Well, extrapolate that out til you are 53, as am I!


----------



## usandpets (Jan 1, 2011)

HOOFDRS said:


> I have seen a device at some tack shops that connect to the saddle horn that basically extends an additional stirrup to extend longer than your saddle stirrup...


 Amazon.com: Easy-Up Stirrup: Kitchen & Dining
Here's one that I've found on the web, or you could make one like it.


----------



## Rachel1786 (Nov 14, 2010)

I was going to ride my 16hh OTTB mare today(first time since the end of november) and after i finished lunging her i realized, oh crap i have nothing to use to get on! At first i couldn't even reach the stirrup, but i kept trying and eventually i did get on! YAY lol

Sorry lol i just surprised myself


----------



## Skutterbotch (Dec 1, 2009)

I can mount a 17.2 hh horse from the ground in english gear.

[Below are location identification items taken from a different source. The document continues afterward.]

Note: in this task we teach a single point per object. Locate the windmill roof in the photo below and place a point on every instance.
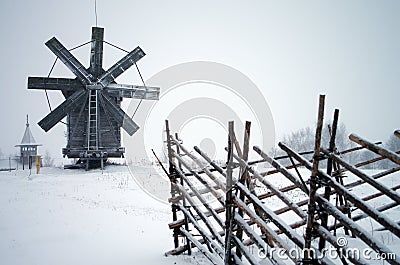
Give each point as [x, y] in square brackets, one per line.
[28, 139]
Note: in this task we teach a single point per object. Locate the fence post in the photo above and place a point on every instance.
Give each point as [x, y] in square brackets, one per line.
[172, 175]
[228, 199]
[313, 182]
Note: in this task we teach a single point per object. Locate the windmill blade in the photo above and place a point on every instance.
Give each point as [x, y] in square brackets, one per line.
[61, 111]
[132, 91]
[119, 115]
[121, 66]
[96, 51]
[54, 83]
[70, 61]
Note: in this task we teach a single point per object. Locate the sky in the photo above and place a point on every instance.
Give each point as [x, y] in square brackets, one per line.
[292, 50]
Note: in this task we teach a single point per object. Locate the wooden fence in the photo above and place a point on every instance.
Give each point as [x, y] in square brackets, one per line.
[244, 212]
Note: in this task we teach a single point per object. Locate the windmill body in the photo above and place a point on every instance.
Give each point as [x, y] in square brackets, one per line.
[92, 101]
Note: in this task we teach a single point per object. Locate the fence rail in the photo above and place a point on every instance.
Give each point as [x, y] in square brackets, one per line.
[231, 212]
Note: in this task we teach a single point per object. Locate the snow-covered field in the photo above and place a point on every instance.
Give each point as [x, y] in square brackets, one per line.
[77, 217]
[89, 217]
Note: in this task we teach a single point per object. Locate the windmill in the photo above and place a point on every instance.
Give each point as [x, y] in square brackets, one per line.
[92, 102]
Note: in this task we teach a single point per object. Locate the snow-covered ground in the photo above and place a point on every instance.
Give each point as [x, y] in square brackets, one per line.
[77, 217]
[89, 217]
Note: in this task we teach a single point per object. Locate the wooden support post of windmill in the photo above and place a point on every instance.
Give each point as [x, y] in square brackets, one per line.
[28, 146]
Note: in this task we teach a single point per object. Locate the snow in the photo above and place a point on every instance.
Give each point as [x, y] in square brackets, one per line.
[89, 217]
[77, 217]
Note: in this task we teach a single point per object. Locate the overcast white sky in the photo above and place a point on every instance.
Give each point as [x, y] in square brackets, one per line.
[292, 50]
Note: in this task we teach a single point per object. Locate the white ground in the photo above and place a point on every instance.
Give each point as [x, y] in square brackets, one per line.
[77, 217]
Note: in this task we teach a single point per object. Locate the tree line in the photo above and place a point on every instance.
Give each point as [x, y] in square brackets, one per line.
[303, 140]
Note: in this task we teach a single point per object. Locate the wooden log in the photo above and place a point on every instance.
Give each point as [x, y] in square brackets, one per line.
[201, 199]
[327, 192]
[291, 234]
[326, 234]
[388, 192]
[397, 133]
[376, 149]
[198, 162]
[263, 225]
[281, 169]
[243, 178]
[314, 176]
[360, 232]
[200, 213]
[383, 220]
[173, 181]
[208, 239]
[242, 249]
[293, 206]
[228, 199]
[215, 193]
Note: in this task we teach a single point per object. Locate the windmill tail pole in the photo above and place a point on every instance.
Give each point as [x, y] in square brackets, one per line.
[159, 162]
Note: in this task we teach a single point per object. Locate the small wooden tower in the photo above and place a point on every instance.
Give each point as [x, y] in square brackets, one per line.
[28, 146]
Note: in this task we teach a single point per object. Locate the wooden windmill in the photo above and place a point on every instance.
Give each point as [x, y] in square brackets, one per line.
[92, 102]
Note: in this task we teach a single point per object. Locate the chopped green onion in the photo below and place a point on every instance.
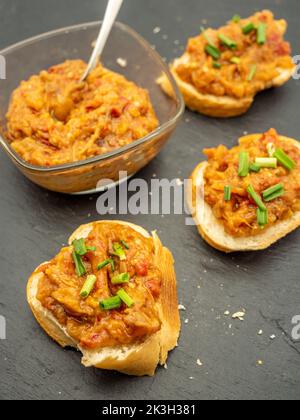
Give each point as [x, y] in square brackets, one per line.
[217, 65]
[266, 162]
[88, 286]
[261, 34]
[236, 18]
[208, 39]
[244, 164]
[125, 245]
[79, 266]
[235, 60]
[120, 278]
[119, 251]
[213, 51]
[248, 28]
[284, 159]
[274, 196]
[274, 192]
[262, 217]
[111, 303]
[255, 168]
[227, 193]
[271, 149]
[256, 198]
[252, 73]
[80, 247]
[125, 298]
[106, 263]
[227, 41]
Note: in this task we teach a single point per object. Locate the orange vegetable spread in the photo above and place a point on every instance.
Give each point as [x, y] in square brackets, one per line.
[54, 119]
[243, 69]
[84, 319]
[239, 214]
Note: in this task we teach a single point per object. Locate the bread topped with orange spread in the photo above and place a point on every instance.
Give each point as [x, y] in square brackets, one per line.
[248, 197]
[222, 70]
[112, 294]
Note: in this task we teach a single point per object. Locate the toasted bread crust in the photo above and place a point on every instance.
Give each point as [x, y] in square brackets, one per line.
[216, 106]
[141, 359]
[219, 106]
[213, 231]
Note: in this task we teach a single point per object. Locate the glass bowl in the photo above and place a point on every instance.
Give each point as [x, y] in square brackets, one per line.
[144, 66]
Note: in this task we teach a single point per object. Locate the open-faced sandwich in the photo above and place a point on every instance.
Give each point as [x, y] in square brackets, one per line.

If you have the option to use a block, I would use it, easier on the back. For some reason I can't mount facing the rump, maybe I should practice.


----------



## Sarahandlola (Dec 16, 2010)

I have the same problem! I cannot even get on a 14hh pony my legs are terrible! They are worse than old person legs XD I cannot lift them very far at all...And I always have to use a mounting block which is very annoying because Lola keeps walking away from it..I would like to be able to mount from the ground eventually.


----------